Department of Education’s ‘final mission’ starts with laying off nearly half its workforce, secretary says
“As part of the Department of Education’s final mission,” the new education secretary, Linda McMahon, announced on Tuesday evening, “the Department today initiated a reduction in force (RIF) impacting nearly 50% of the Department’s workforce.”
On social media, McMahon, the former chief executive officer of World Wrestling Entertainment, shared posts praising the move, including one by a founder of Moms for Liberty, a conservative activist group that has called for the banning of books it calls pornographic, curtailing the teaching of LGBTQ+ experiences and restricting discussions of race in schools.
After Tuesday’s layoffs of about 1,300 workers, the department’s staff will be roughly half of its previous 4,100, the agency said in a statement. According to the department, another 572 employees had already accepted “voluntary resignation opportunities and retirement” over the last seven weeks. The newly laid-off employees will be placed on administrative leave at the end of next week.
The department is also terminating leases on buildings in cities including New York, Boston, Chicago and Cleveland, officials said.

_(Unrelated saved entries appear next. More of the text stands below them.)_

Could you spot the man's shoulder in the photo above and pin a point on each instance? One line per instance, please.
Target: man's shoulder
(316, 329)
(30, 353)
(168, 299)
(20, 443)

Department officials said the agency would continue to oversee the distribution of federal aid to schools, student loan management and oversight of Pell grants.
Trump campaigned on a promise to close the department, claiming it had been overtaken by “radicals, zealots and Marxists”. At McMahon’s confirmation hearing, she acknowledged that only Congress has the power to abolish the agency but said it might be due for cuts and a reorganization.
On Monday, McMahon wrote to 60 universities to warn them that they were under investigation for supposed violations of the Civil Rights Act because of protests against Israel’s war on Gaza that the Trump administration defines as “antisemitic harassment and discrimination” of Jewish students.
As the department pushes ahead with cuts, a federal judge in Boston blocked the Trump administration’s plan to cut hundreds of millions of dollars for teacher training, finding that cuts were already affecting training programs aimed at addressing a nationwide teacher shortage.
The US district judge Myong Joun sided with eight states that had requested a temporary restraining order. The states argued the cuts were likely driven by Trump’s drive to eliminate diversity, equity and inclusion programs, which the president seems to believe is a form of racism against white Americans.